The main challenges of the semiconductor industry have long revolved around density scaling and performance improvement of ICs. However, a growing proportion of semiconductor consumption is now driven by factors other than pure performance and density. The Internet Of Things (IoT) & Automotive markets are perfect examples of this, where increased energy efficiency combined with enhanced reliability and heterogeneous functions integration capabilities have become major hurdles to overcome.

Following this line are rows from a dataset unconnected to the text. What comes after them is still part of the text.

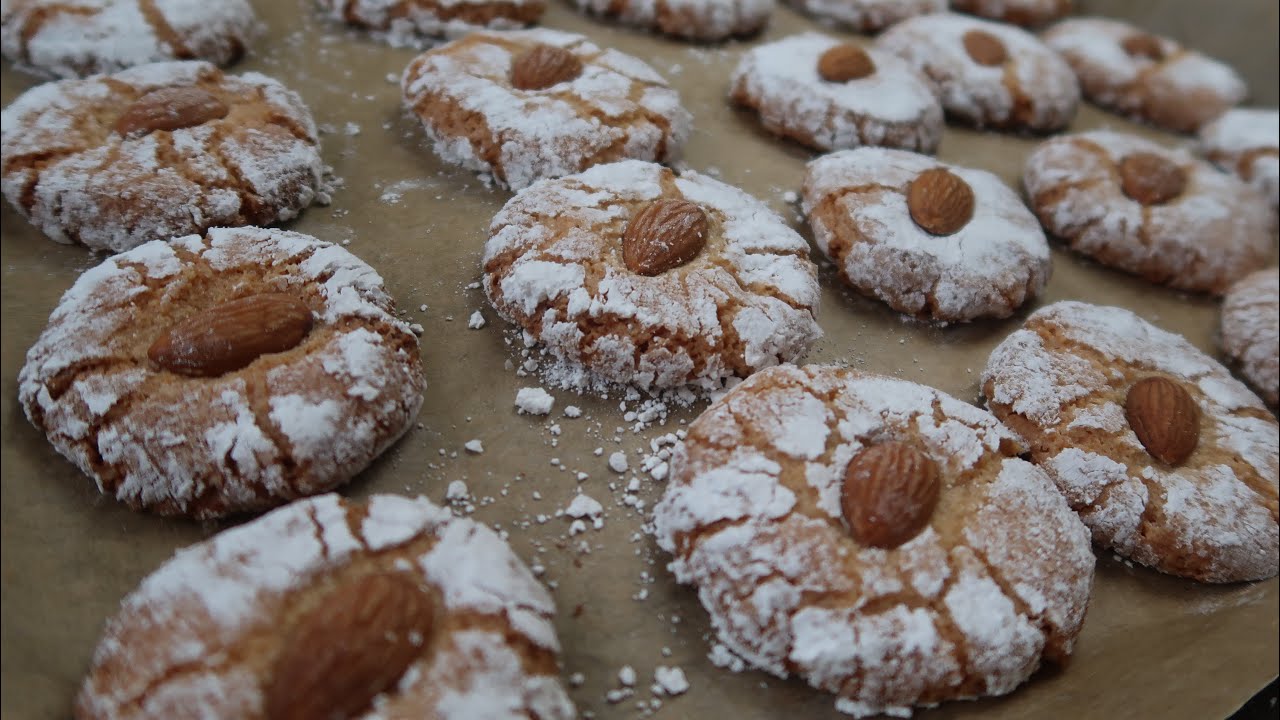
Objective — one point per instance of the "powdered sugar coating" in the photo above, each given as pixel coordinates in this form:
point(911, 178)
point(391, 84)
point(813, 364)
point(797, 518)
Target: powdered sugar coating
point(1061, 382)
point(553, 264)
point(1182, 90)
point(81, 37)
point(999, 578)
point(1247, 142)
point(892, 106)
point(1032, 89)
point(1251, 331)
point(686, 19)
point(200, 634)
point(869, 16)
point(617, 108)
point(856, 206)
point(74, 177)
point(1202, 240)
point(288, 424)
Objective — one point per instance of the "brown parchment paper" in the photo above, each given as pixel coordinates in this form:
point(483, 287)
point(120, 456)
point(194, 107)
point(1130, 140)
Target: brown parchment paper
point(1152, 645)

Advanced substrates such as Silicon-On-Insulator (SOI) are progressively emerging as key platforms to address these pain points. In fact, the choice of advanced substrates results from a tradeoff between device and substrate complexity with regards to system level challenges. Bringing all the complexity of device implementation and integration on the device manufacturing process - rather than the substrate - turns out to be less and less relevant to address the challenges of heterogeneous functions integration, reliability and power efficiency.

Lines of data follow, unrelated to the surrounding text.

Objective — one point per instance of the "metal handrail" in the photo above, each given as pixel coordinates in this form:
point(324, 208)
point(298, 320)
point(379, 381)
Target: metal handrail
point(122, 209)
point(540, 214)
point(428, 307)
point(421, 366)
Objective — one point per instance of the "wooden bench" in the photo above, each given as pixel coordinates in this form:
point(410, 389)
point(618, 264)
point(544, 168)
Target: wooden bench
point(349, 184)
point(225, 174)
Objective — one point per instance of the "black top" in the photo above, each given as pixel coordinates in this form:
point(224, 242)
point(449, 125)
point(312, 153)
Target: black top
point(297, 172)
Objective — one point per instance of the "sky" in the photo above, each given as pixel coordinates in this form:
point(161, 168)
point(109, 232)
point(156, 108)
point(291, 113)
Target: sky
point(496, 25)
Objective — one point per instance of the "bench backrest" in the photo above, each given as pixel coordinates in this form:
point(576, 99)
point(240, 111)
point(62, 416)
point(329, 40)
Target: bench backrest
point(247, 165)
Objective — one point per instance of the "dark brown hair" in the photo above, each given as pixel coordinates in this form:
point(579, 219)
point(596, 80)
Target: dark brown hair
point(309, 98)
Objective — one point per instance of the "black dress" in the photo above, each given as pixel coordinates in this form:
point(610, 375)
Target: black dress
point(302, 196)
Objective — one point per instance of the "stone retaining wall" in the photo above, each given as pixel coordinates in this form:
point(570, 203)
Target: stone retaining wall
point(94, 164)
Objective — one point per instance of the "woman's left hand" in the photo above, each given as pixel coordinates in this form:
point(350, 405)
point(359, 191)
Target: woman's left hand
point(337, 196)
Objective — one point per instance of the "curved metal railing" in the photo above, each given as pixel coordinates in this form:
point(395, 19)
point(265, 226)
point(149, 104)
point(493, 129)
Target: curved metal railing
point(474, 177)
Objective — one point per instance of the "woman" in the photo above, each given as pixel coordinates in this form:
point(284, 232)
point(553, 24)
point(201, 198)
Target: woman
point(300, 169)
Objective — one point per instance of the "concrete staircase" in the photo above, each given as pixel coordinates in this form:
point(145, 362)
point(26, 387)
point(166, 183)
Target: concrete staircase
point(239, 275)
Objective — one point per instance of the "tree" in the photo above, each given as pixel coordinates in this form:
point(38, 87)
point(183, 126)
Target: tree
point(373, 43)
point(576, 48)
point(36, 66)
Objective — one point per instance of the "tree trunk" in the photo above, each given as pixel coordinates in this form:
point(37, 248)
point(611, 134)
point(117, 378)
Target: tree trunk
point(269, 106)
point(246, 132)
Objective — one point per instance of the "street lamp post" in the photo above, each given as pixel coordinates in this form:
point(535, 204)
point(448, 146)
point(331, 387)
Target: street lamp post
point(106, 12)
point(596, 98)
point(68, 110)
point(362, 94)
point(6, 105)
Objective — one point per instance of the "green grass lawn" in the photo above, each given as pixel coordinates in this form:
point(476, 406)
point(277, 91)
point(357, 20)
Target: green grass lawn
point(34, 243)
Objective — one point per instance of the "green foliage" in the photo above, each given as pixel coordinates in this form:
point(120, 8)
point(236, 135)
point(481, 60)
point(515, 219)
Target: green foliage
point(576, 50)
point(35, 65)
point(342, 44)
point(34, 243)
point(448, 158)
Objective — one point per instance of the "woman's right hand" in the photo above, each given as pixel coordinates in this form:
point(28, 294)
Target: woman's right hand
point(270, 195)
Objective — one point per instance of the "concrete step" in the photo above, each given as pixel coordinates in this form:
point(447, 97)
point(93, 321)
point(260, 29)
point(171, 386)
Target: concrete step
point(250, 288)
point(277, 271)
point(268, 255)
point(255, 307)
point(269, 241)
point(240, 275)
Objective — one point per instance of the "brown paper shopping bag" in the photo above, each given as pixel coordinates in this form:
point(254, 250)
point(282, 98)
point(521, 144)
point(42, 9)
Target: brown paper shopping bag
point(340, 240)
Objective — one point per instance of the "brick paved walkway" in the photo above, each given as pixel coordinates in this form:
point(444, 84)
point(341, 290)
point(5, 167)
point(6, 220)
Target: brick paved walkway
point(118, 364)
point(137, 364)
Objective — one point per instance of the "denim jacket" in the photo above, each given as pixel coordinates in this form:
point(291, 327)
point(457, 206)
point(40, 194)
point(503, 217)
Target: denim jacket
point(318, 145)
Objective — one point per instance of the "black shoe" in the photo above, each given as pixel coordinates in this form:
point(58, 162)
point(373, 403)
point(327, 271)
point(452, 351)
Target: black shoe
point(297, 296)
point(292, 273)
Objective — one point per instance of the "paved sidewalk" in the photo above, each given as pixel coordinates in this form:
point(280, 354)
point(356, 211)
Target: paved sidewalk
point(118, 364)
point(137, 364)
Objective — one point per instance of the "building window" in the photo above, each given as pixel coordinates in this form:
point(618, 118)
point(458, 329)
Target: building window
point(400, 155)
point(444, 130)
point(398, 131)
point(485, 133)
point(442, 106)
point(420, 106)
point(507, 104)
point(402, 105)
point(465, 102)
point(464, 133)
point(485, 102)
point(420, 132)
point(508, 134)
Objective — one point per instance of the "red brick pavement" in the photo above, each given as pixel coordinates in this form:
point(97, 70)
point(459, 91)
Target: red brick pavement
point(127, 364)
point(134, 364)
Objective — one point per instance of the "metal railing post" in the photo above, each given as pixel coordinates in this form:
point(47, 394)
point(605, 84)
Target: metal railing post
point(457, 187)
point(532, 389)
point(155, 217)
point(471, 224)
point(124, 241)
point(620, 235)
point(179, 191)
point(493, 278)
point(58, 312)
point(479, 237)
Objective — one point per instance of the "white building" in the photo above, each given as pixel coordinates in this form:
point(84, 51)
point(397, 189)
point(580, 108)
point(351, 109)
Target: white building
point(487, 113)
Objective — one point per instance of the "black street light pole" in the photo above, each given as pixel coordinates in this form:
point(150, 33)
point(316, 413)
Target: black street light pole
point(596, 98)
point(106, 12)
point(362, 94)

In this talk, we will discuss how three engineered substrate platforms, namely Power-SOI, RF-SOI and FD-SOI, are currently reshaping IoT and Automotive with new industry standards.

Power-SOI

Power-SOI substrates are based on thick BOX and top silicon (typically 1µm or more). They address high voltage device integration challenges. They allow for the replacement of all leaky and area consuming junction isolation techniques by oxide isolation, bringing significant advantages in terms of device characteristics (higher RDSON, lower leakage, lower area), but also in terms of reliability (latch-up free operation) and integration with high voltage power devices up to 600V integrated with digital functions on the same substrate. Power-SOI offers therefore tremendous benefits for power management ICs and is particularly advantageous for automotive applications.

RF-SOI

RF-SOI is based on a high resistivity base material often combined with a low mobility layer just beneath the BOX. RF-SOI allows the integration of ultra high linear and low loss RF components within the same substrate. This unique capability has made RF-SOI the de facto technology for a growing number of smartphone Front-End-Modules (FEM) components (switch, LNA, PA, duplexers…), i.e. all the RF components linking the antenna and the transceiver. RF-SOI will continue to expand into new applications like automotive where high throughput and low latency connectivity will be key. RF-SOI will also bring major value in the IoT space, as its integration capability offers a single FEM chip solutionwhich is particularly beneficialat system level.

FD-SOI

FD-SOI is the natural technology for the continuation of Moore’s law for battery-powered and cost-sensitive applications. FD-SOI is actually the simplest platform enabling fully depleted operation of transistors, which is a fundamental advantage to go below the 28nm node. FD-SOI substrates havean ultra thin top layer and BOX. The benefits of FD-SOI are numerous: simple device manufacturing, high Fmax compatible with mmWave spectrum, ultra low voltage operation down to 0.4V,

All these characteristics have made FD-SOI a key technology for all applications not purely driven by density and digital performance. In automotive, it brings huge differentiation in terms of reliability and power consumption, enabling the possibility of highly reliable fanless solutions. In IoT, significant battery life gains can be expected, while providing the best cost per transistor of all CMOS technologies.

Conclusion

Advanced substrates such as SOI appear more and more as key platforms to ease integration, while exacerbating device advantages such as power and reliability for a growing number of applications not purely driven by density and performance. These key features will probably impose SOI in the future as a new industry standard for IoT and automotive.